What are the strengths, weaknesses, and appropriate roles of data-driven vs behavior-driven models and how they might potentially work together? More specifically:

  • How are behavioural models and data driven models complementary, interdependent, or mutually exclusive?
  • How reliable and useful are complex model systems given their cost and potential uncertainty propagation?
  • How well do we understand the limitations and assumptions of the data vis-a-vis the limitations and assumptions in model systems themselves?
  • What are existing and novel experimental setups that support important learning objectives?
  • What are systematic ways to know if a model is adequate for a given problem?
  • Are there ways to interpret the meaning of machine learning models and how and why is this important, or not?
  • When building a model, is it most effective to start with the questions, the data, or a framework? How would your answers to specific policy questions change based on each path?

The Committee seeks submissions which can lead to the following outcomes:

  • Standardized terms and notation (for example, what is model validation in a data-driven versus behavior-driven context?);
  • Guidelines (for example, guidelines for effective validation of models); and
  • Associated calls for action to researchers and practitioners.

Useful Forecasts

How do we develop forecasts with useful representations of risk and uncertainty? How do we assess/evaluate how well we did with presenting a decision-space (as opposed to validation of existing behavior?). More specifically:

  • How do we ensure that the forecasting approach is the most useful and relevant to a particular decision-making context? Are different tools tuned to different planning questions? Are we getting to end goals like health and accessibility or only intermediate goals like mobility and delays?
  • What does accuracy look like from a historical perspective? What drives it? And how important is it to decisions at different points in the planning process?
  • What is the relationship between complexity and realistic representations of decision-making within models and their usefulness to answering questions?
  • Ensemble forecast techniques which incorporate a variety of modeling approaches (and the assumptions embedded in them). Examples of reconciling tools with different methods to tackle a question.
  • Tools and techniques to evaluate forecasts beyond single point accuracy or enable multiple scenarios/multiple futures.
  • Techniques to produce useful points of information when uncertainty is so great and multi-dimensional. Which uncertainties should we be accounting for and how?
  • Effective communication and visualization of model results with many dimensions of uncertainty and ranges.
  • Using visualizations to help understand trade-offs or see value in policies that are politically challenging.

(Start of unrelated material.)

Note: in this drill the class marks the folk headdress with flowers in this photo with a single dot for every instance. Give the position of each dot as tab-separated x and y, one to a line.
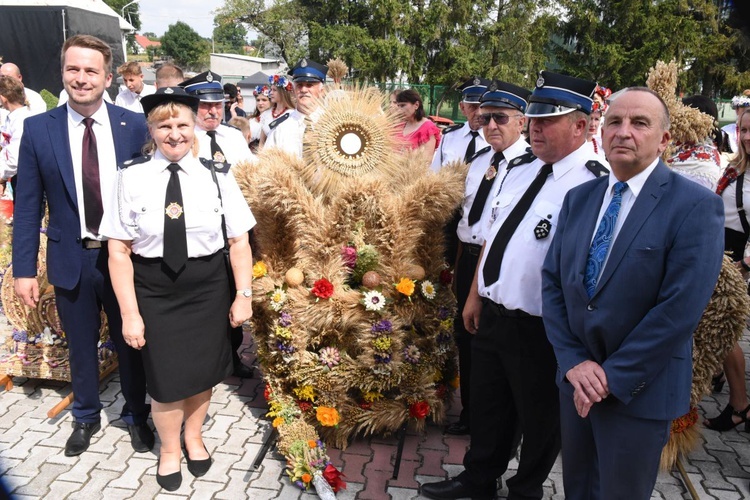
262	90
280	81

The conference will devote several sessions to a “learning track” where we dive into the methods, tools and technologies that are broadly useful to our field. Previous conferences have had “code-alongs” for Git, R, and Python, for example. As part of this Call for Content we seek input and suggestions on the most timely and useful topics and the learning format (code-along, lectures, panels).

Some potential examples of the types of learning topics we think people might be interested in:

  • Machine learning 101 – focusing on principles and when and how to use machine learning;
  • Managing large datasets – database 101, cloud platforms, case studies or sample project walkthroughs;
  • R data analysis ( Tidyverse / Geospatial / Reproducible Science ) tutorial;
  • Data visualization techniques, especially interactive visualization;
  • Ensemble modeling lecture or tutorial;
  • Hackathon session on a specific project, organizing attendees into teams to compete on potential solutions to tough problems; and
  • ActivitySim (or similar) tutorial.